The possibility of plate tectonics in massive rocky planets is a contentious issue. Variable estimations suggested by different studies rely on uncertain mantle properties at very high mantle pressures for which there are no experimental constraints. Unlike the previous interpretations, new theoretical studies suggest a reduction in the mantle viscosity of rocky planets at very high pressures due to the inclusion of quantum mechanical and other pressure dependent effects for deep mantle minerals. Also, magnesium silicate post-perovskite (pPv) dissociates into new phases of minerals at ~ 0.9 TPa with a highly negative Clapeyron slope which is expected to influence the style of convection in massive exoplanets.

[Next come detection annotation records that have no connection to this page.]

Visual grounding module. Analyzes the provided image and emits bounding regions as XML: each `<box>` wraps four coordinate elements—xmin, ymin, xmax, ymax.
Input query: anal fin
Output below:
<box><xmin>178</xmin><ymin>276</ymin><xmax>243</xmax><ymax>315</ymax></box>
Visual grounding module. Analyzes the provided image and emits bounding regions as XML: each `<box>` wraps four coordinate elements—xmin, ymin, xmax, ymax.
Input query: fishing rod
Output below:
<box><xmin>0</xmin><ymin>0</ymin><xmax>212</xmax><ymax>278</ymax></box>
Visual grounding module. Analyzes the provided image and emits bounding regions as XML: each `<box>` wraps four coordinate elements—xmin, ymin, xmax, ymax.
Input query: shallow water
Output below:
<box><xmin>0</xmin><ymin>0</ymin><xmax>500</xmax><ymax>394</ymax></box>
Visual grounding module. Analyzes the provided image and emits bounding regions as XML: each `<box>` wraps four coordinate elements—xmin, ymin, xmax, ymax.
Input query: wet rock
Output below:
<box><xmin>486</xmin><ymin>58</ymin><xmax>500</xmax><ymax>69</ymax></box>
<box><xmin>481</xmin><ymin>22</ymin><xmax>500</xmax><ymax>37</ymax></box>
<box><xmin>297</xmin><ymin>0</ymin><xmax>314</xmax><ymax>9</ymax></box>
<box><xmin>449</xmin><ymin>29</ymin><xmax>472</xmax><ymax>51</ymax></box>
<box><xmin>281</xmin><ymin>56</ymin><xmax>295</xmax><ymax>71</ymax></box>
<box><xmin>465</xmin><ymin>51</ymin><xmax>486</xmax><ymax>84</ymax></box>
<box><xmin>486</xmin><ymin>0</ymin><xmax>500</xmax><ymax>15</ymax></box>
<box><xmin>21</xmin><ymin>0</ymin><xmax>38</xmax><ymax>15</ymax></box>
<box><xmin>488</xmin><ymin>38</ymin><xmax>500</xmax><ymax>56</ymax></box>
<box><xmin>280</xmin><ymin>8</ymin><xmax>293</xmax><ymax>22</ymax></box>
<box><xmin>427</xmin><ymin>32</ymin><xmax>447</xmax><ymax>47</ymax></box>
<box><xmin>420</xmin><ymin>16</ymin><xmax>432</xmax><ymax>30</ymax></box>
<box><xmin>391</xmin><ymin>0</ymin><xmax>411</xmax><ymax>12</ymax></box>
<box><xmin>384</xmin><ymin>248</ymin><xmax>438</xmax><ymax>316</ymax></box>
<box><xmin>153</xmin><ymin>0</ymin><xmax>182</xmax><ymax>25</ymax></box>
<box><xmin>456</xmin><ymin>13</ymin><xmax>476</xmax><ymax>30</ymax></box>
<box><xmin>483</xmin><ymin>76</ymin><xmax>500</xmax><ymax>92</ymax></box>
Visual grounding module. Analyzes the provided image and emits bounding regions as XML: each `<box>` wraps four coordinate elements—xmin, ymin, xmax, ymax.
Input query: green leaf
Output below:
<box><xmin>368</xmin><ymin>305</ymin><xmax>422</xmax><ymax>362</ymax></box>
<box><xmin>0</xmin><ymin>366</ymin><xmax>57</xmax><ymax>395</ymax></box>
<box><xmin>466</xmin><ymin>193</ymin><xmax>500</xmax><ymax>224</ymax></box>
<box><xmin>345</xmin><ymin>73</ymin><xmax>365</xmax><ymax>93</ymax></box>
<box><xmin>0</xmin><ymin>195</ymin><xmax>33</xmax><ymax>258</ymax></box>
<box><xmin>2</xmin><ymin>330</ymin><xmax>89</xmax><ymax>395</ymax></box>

In this study using compressible 3D-spherical convection models, we show that the pPv-dissociation transition along with a reduction in viscosity at the transition depth can cause deep mantle layering at the bottom of massive super-Earth planets (m > 7M⊕). Superplumes originating from this small-scale convective layer by penetration from weak zones at the top of the layer can reach the surface without significant loss in momentum. These penetrative focused superplumes (PFS) with lateral extent exceeding 10,000 km and radial velocities exceeding 20 cm/yr are highly stable with no significant lateral migration, and can sustain active plate tectonics and an active core dynamo for billions of years.